We often use Strcpy, I believe that many people know that it is realized, then have you ever thought about writing a strcpy? Under C, it is said that this is a very classic implementation method, simple and clean:
Char * Strcopy2 (Char * Szdst, Const Char * SZSRC)
{
Char * sztemp = szdst;
While (* SZDST = * SZSRC );
SZDST = '/ 0';
Return sztemp;
}
However, due to the implementation of the C language used, it is inevitable that the frame code will cause C to assembly, which is PUSH EBP; MOV EBP, ESP; MOV ESP, EBP; POP EBP, etc. Save and recovery pointers and registers, etc. Operation.
The actual CRT in the CRT is also implemented with compilation, then we can't come to your own strcpy? Of course, I also write it, I will also wear a C's skin :)
__Declspec (naked) char * STRCOPY (Char * SZDST, Const Char * SZSRC)
{
__ASM
{
MOV EAX, [ESP 4] // SZDST
MOV EDX, [ESP 8] // SZSRC
Begin:
MOV CL, BYTE PTR [EDX]
CMP CL, 0x0
Je end
MOV BYTE PTR [EAX], CL
INC EAX
Inc EDX
JMP Begin
End:
MOV Byte Ptr [EAX], 0x0
MOV EAX, [ESP 4]
RET
}
}
Using __DECLSPEC (Naked) precompiled instruction, then the C function will not generate the framework instructions that hate what PUSH EBP, etc. Then recover again? It is useless to produce a lot of useless operation, so I will do it in the above way :)

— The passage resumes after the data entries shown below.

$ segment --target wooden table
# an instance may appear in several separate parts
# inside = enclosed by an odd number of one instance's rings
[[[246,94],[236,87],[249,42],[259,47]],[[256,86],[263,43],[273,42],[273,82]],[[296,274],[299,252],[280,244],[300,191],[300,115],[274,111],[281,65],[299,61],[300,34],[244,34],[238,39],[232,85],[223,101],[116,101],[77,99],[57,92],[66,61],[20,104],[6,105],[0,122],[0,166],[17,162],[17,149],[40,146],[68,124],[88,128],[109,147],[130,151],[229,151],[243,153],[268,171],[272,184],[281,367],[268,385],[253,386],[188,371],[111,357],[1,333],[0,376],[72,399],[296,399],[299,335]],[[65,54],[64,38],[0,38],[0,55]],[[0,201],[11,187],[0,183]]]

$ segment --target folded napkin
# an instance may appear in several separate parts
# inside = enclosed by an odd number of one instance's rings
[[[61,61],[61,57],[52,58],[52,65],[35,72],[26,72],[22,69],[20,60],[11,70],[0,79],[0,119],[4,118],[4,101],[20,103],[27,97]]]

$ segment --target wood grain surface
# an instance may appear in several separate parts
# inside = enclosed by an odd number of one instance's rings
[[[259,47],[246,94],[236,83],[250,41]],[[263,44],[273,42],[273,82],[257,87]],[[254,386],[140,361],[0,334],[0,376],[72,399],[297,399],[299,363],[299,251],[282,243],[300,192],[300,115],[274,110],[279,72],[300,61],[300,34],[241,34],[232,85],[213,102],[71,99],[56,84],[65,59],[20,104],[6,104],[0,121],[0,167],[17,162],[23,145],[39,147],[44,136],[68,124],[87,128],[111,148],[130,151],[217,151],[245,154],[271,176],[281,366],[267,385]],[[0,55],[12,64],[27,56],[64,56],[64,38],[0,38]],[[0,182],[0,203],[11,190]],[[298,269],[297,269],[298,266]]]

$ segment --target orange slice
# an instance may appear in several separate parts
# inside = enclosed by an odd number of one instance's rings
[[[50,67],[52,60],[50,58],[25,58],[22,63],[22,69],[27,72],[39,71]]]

However, the effect of the actual test shows that the efficiency of the STRCPY function in the CRT library is still relatively high, why is the Strcopy here is not as high as the STRCPY efficiency in the CRT library? What is the reason, please help analyze it!
Several efficiency tests:
1. Use the strcpy function in the CRT library
Int main (int Argc, char * argv [])
{
Char * p1 = "China";
Char P [20];
Printf ("START TIME: 08D / N", GetTickCount ());
For (int i = 0; i <10000000; i ) {
STRCPY (P, P1);
}
Printf ("End Time:% 08D / N", GetTickCount ());
Return 0;
}
The result is:
Start Time: 29515000
End Time: 29515120
Time: 120ms;
II. Use the above strcopy function, that is, my own assembly implementation:
Change the strcpy function in the test program to implement the strcopy function for my own, as:
Start Time: 29540947
End Time: 29541147
Time: 200ms;
3. Use the strcopy2 function written by the above pure C:
Changing the strcpy function in the test program is the defined Strcopy2 function, resulting: start time: 29727525
End Time: 29728327
Time-consuming: 805ms.
From the time consumption, it is obviously the best in the CRT library, and my implementation is the second, the performance is the use of pure C, Strcopy2.
Didn't see the implementation of the strcpy in the CRT library, can you tell me what is going on first, why is my Strcopy efficiency compare? Thank you!